Sementara itu, Choiron (2011)
menyoroti tentang bahaya dari kecenderungan generasi Z yang gemar
mendengarkan musik melalui earphone, yang dapat menyebabkan kecelakaan
lalu lintas dan gangguan pada pendengaran.
C.
Apa Implikasinya
terhadap Pendidikan?
Kehadiran Generasi Z dengan segala
karakteristiknya yang amat kompleks membawa implikasi tersendiri
terhadap pendidikan, diantaranya:
- Kita tidak menghendaki generasi yang gagap teknologi dan kita juga tidak mengharapkan teknologi dipegang oleh “orang-orang yang salah”. Oleh karena itu, orang tua, guru, konselor dan para pendidik lainnya seyogyanya dapat membimbing dan memfasilitasi agar anak dapat tumbuh dan berkembang sesuai dengan jamannya dan dapat memanfaatkan kehadiran teknologi secara tepat dan benar. Bukan melarang mereka untuk menjadi generasinya, tetapi yang paling penting adalah upaya membelajarkan mereka untuk dapat hidup secara well adjusment.
- Dalam belajar, anak Generasi Z cenderung menyukai hal-hal yang bersifat aplikatif dan menyenangkan. Metode pembelajaran yang dikembangkan harus mampu mengakomodasi kecenderungan cara belajar yang mereka miliki, salah satunya melalui pendekatan Pembelajaran Berpusatkan Model (PBM) yaitu pembelajaran yang menggunakan model, perangkat yang dikonstruksi dan simulasi dinamika sistem untuk menghasilkan penyajian yang beragam untuk menolong siswa mengembangkan pengertian dari fenomena yang kompleks dan dinamis (Milrad, dkk, dalam Hazrul Iswadi, 2012).
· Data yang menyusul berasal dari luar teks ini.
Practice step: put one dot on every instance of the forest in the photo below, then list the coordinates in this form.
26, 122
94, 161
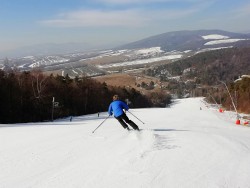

- Untuk mengakomodir kecenderungan anak Generasi Z dalam bermedia-sosial online, Bukik (2012) menawarkan pemikiran kreatifnya tentang “Twitter untuk Pendidikan: Melejitkan Kreativitas”. Disebutkan, bahwa men-tweet tidak sekedar menghafalkan pelajaran tetapi justru merupakan sebuah tantangan untuk menciptakan pelajaran. Proses men-tweet itu sendiri merupakan upaya menciptakan bangunan pemahaman. Otak tidak pasif, justru aktif melakukan penemuan dan penciptaan. Otak yang aktif ini merupakan tanda dari senyatanya pembelajaran. Sementara itu, Akhmad Sudrajat (2009), menggagas tentang Konseling FaceBook di Sekolah, yang intinya tentang upaya memanfaatkan kehadiran FaceBook untuk mendukung efektivitas pelayanan Bimbingan dan Konseling di sekolah.
Tentu masih banyak hal lain yang perlu
dipertimbangkan dalam proses pendidikan anak generasi Z, yang intinya bermuara
pada pelayanan pendidikan yang cocok dan tepat untuk memberdayakan dan
membudayakan anak-anak generasi Z, di dalamnya membutuhkan kesadaran dan sikap
arif dari para pendidik dalam menghadapi anak-anak generasi Z.